Herbal tones in the aroma turn spicy and fruity in the cup. The fruit nuances in the acidity lift the top of the profile and keep it light and shimmering all the way through to finish and aftertaste. Enough bottom for resonance.

For a canned coffee, considerable aroma: full, complete, with a silky, slightly vanilla-toned sweetness that grows in power as the coffee cools. Enough acidity to keep the coffee from dying, and a solid if obvious bottom.
The aroma is complete but fades quickly. The acidity is bright, clear, and classic, hovering on the edge of winy.
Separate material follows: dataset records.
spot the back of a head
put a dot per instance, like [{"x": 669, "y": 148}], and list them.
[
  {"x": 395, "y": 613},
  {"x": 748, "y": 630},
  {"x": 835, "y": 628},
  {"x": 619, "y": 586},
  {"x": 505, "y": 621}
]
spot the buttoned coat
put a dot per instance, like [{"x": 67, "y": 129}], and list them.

Some resonance echoes under the acidity, but both pleasure and complexity are concentrated at the top of the profile.
The aroma is slight but lively; the acidity is bright, classic and lightly assertive, remaining safely if precariously on the right side of sour. The bottom notes provide just enough ballast for the relatively buoyant acidity.
A somewhat darker-than-supermarket-norm roast style helps mute acidity and sweeten the profile. Virtually no top notes, but a smooth, sweet-toned bottom with an attractive pruny finish.
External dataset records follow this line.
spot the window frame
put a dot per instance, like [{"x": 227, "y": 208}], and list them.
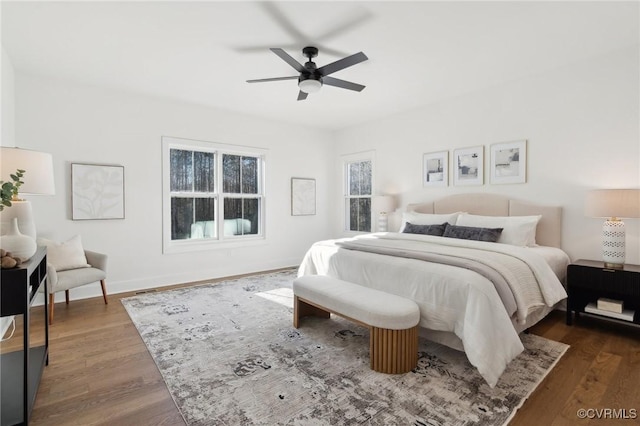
[
  {"x": 220, "y": 241},
  {"x": 346, "y": 161}
]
Superb aroma: full, rich, stretching from winy top notes to a deep, engaging bottom. But the wine-like East African acidity turns hard in the cup, then reveals clear fermented notes as the coffee cools. The Java component is weak, failing to provide the expansive bottom such blends call for.
A sweet nuttiness dominates here, without offense but also without much intrigue or energy. The nut-like tones may harbor a hint of acidity but no grace notes and little depth or dimension.
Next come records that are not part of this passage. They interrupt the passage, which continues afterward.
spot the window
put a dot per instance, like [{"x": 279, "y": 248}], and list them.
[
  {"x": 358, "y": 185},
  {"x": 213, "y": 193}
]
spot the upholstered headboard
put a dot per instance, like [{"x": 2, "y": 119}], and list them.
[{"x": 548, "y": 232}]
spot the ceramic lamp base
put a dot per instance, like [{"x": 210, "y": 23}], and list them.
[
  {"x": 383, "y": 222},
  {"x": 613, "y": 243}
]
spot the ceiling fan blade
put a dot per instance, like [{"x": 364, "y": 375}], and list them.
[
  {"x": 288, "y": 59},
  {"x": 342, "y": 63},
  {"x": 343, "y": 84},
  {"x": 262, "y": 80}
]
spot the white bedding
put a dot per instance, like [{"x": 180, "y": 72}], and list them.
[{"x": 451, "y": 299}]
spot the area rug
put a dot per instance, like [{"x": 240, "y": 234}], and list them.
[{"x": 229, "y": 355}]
A deep bottom with just enough acidity to keep from the coffee from imploding into dullness. Other than the rather full body I read few signs of the Colombia profile in this decent but hardly exciting coffee.
For a moment, somewhere between nose and finish, this coffee struck me as rich with its nut and vanilla tones. But overall a thin-toned acidity dominates: an edgy, almost sour distraction without grace notes or resonance.
The vanilla / nut tones in the aroma fade quickly in the cup, giving way to a rather hard, characterless acidity that eventually takes on prune-like inflections in the finish.
Low-toned to the point of flatness. A hard, slightly metallic taste is the only sign of acidity. A sweet sensation that reads as vanilla in the nose and prune in the finish is the only saving virtue.
Fermented notes, barely detectable in the acidy notes of the aroma, dominate in the cup, particularly as the coffee cools, turning from mild distraction to barnyard nasty.